Os conflitos de baixa intensidade e a guerra permanente vieram para ficar. Sua escalada ainda recém está começando. Onde ocorrem causam grandes devastações, cidades são completamente destruídas, milhares de pessoas são obrigadas ao desabrigo forçado como refugiados apátridas em extensos acampamentos insalubres e a barbárie do culto ao deus canibal impera. O governo e o povo do país que acredita estar fora do alcance desses interesses hoje, não estudou devidamente a história do passado da humanidade. A razão do interesse das grandes corporações em estabelecer o caos longe de suas fronteiras tem como causa principal a dificuldade de se manter um “welfare state” onde abrigam suas matrizes. A explosão demográfica causada pela profilaxia forçada de epidemias e o alto índice de natalidade de antigas minorias e classes menos privilegiadas faz com que as projeções para o futuro das elites do planeta, mesmo que detenham mais de 50 % da riqueza do mundo seja no fim incerto. A guerra permanente e a crise permanente andam lado a lado. Quanto mais a crise aumenta com o desemprego de multidões pelo mundo todo provocado pela automação acelerada do capitalismo, mais as probabilidades de guerras convencionais e conflitos internos aumentam gerando a incerteza para os detentores do poder. Portanto é necessário eleger um inimigo externo para poder concentrar a atenção e o potencial agressivo das populações e até mesmo a divisão interna para incitar o ódio religioso e étnico. É necessário dirigir a natural delinquência juvenil contra um alvo comum e aproveitar os mais violentos nas forças de combate profissionais visando direcioná-los para fora de circulação do meio onde se situa a matriz. 

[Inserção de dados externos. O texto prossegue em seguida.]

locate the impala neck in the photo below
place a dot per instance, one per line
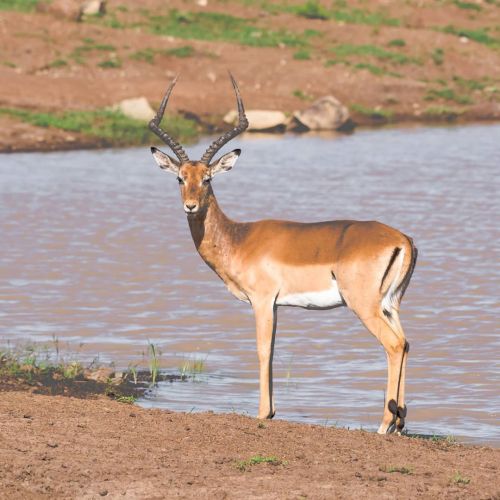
(213, 234)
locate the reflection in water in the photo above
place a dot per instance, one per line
(96, 249)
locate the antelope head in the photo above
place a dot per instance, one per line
(195, 176)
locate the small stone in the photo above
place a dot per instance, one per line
(137, 108)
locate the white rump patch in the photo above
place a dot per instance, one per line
(390, 298)
(326, 299)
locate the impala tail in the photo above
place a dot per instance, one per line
(397, 276)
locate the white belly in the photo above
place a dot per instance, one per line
(325, 299)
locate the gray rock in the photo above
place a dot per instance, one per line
(93, 7)
(137, 108)
(327, 113)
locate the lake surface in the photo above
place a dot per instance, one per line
(96, 251)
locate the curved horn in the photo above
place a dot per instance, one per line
(154, 126)
(223, 139)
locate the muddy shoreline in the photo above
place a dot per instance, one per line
(65, 447)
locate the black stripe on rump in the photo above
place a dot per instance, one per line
(391, 262)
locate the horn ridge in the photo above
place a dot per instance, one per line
(225, 138)
(154, 126)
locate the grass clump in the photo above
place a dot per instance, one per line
(146, 55)
(302, 55)
(467, 5)
(181, 52)
(480, 35)
(448, 95)
(390, 469)
(437, 56)
(469, 84)
(58, 63)
(18, 5)
(110, 64)
(397, 42)
(244, 465)
(348, 50)
(447, 113)
(303, 96)
(110, 127)
(154, 362)
(373, 113)
(312, 10)
(457, 478)
(191, 368)
(216, 26)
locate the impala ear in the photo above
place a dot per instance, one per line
(225, 162)
(164, 161)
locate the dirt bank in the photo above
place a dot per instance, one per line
(63, 447)
(388, 61)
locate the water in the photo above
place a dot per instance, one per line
(95, 250)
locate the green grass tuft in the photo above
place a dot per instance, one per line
(376, 114)
(402, 470)
(244, 465)
(182, 52)
(397, 42)
(437, 56)
(448, 95)
(348, 50)
(110, 64)
(478, 35)
(302, 55)
(312, 10)
(457, 478)
(467, 5)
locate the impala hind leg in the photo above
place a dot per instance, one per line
(390, 334)
(265, 322)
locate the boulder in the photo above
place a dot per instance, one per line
(260, 120)
(137, 108)
(327, 113)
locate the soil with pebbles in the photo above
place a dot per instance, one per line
(46, 64)
(92, 447)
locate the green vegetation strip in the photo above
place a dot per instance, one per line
(223, 27)
(346, 50)
(341, 12)
(110, 126)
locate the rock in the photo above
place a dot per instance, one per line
(327, 113)
(260, 120)
(102, 374)
(72, 9)
(137, 108)
(93, 7)
(61, 9)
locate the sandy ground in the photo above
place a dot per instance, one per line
(33, 77)
(64, 447)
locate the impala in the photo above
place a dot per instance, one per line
(365, 266)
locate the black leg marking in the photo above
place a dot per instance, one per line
(393, 407)
(395, 253)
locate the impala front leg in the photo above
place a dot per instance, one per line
(265, 321)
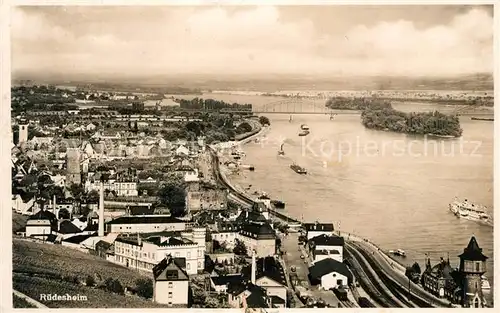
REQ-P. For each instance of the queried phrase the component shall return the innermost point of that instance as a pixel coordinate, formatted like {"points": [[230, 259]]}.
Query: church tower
{"points": [[23, 131], [472, 267]]}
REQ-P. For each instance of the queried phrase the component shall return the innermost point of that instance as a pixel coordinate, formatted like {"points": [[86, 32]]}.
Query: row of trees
{"points": [[211, 104], [384, 117]]}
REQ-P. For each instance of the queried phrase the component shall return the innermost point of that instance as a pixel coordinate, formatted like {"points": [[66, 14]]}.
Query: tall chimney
{"points": [[101, 211], [54, 205], [254, 267]]}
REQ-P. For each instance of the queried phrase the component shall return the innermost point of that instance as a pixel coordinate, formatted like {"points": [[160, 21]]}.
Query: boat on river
{"points": [[470, 211], [281, 152], [298, 169]]}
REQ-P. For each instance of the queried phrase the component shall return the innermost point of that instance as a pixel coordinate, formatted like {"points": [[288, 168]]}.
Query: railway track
{"points": [[368, 281], [400, 292]]}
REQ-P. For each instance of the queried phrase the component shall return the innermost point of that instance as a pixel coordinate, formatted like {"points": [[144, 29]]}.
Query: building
{"points": [[204, 196], [23, 132], [38, 228], [472, 267], [171, 283], [144, 224], [330, 274], [438, 279], [144, 251], [268, 274], [326, 246], [258, 237], [317, 229], [73, 175], [463, 285]]}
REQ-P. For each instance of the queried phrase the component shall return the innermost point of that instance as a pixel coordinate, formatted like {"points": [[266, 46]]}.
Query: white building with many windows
{"points": [[145, 224], [144, 251]]}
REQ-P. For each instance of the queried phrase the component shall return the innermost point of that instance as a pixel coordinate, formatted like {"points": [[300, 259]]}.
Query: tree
{"points": [[174, 197], [93, 197], [90, 281], [240, 248], [264, 121], [144, 287]]}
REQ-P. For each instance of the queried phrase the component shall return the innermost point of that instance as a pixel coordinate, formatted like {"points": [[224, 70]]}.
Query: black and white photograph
{"points": [[249, 155]]}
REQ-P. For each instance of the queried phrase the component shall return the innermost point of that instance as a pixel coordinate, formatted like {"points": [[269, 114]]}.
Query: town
{"points": [[124, 198]]}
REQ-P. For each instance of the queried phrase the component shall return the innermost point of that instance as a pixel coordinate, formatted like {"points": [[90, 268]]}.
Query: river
{"points": [[391, 188]]}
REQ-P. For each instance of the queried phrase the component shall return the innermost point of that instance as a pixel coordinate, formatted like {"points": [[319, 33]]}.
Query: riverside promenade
{"points": [[389, 274]]}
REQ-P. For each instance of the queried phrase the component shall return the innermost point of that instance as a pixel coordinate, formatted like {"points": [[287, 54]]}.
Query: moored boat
{"points": [[470, 211], [298, 169]]}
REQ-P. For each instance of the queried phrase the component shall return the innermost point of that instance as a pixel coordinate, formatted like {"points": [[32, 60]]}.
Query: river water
{"points": [[393, 189]]}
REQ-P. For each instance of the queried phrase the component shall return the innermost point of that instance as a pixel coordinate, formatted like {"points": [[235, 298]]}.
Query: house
{"points": [[317, 229], [221, 283], [171, 283], [270, 276], [463, 285], [38, 228], [104, 249], [23, 207], [326, 246], [259, 237], [330, 274], [39, 141], [143, 251], [144, 224], [227, 234], [182, 151], [205, 196]]}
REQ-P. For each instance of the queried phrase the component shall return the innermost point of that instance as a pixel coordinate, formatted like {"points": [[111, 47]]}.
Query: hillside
{"points": [[43, 268]]}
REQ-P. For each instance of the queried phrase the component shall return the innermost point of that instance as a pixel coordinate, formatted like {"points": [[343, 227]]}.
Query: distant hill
{"points": [[270, 83]]}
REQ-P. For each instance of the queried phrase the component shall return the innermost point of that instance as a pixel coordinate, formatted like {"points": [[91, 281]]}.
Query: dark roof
{"points": [[473, 252], [250, 216], [102, 245], [78, 239], [226, 279], [327, 266], [319, 227], [43, 215], [325, 240], [66, 227], [441, 270], [326, 252], [264, 231], [266, 267], [92, 227], [141, 210], [169, 264], [277, 300], [144, 220], [257, 298]]}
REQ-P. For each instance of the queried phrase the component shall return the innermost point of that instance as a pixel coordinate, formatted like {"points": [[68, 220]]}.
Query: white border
{"points": [[5, 190]]}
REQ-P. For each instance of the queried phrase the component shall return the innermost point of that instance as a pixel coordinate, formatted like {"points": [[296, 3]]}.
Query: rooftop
{"points": [[145, 220]]}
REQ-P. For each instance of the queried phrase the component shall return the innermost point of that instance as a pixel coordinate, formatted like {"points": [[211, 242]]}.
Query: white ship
{"points": [[485, 284], [470, 211]]}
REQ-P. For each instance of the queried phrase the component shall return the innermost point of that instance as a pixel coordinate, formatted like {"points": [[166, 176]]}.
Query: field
{"points": [[20, 303], [18, 221], [43, 268], [32, 257], [95, 298]]}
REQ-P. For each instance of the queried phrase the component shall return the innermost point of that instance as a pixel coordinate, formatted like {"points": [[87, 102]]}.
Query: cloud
{"points": [[249, 41]]}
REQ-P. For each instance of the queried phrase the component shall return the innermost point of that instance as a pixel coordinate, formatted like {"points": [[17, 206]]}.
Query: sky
{"points": [[221, 41]]}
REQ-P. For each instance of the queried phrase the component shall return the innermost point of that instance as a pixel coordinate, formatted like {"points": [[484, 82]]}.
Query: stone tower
{"points": [[472, 267], [199, 236], [23, 131], [73, 175]]}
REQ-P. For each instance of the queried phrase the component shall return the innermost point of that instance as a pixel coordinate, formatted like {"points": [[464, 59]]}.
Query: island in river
{"points": [[380, 115]]}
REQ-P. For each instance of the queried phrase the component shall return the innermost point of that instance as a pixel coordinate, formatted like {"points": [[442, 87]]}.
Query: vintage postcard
{"points": [[258, 156]]}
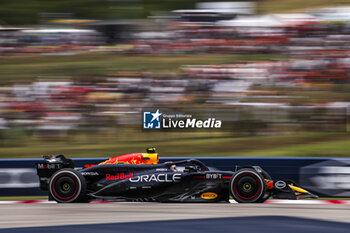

Não existem soluções fáceis, os tempos são de guerra em todos os quadrantes do mundo, a América do Sul, a África, o Oriente Próximo, e a Ásia são agora o alvo para os detentores do capital tentarem extrair a riqueza necessária para manter seu “status quo” que a cada dia mais se deteriora dentro das suas próprias fronteiras. A contrainformação, o massacre da mídia paga pelas grandes corporações contra as instituições politicas dos países ameaçados já ocorre cotidianamente, bem como, o estabelecimento pelos EUA e UE de sanções econômicas, ataques especulativos e derrubada dos preços de commodities e outras medidas de antecipação para a conflagração global irreversível. Cada vez mais novas polarizações surgem num planeta fortemente nuclearizado. Os sábios anciões que conviveram com grandes guerras humanas têm advertido o que pode acontecer em futuro próximo. Estaremos próximos de uma nova Idade das Trevas como ocorreu no mundo Antigo?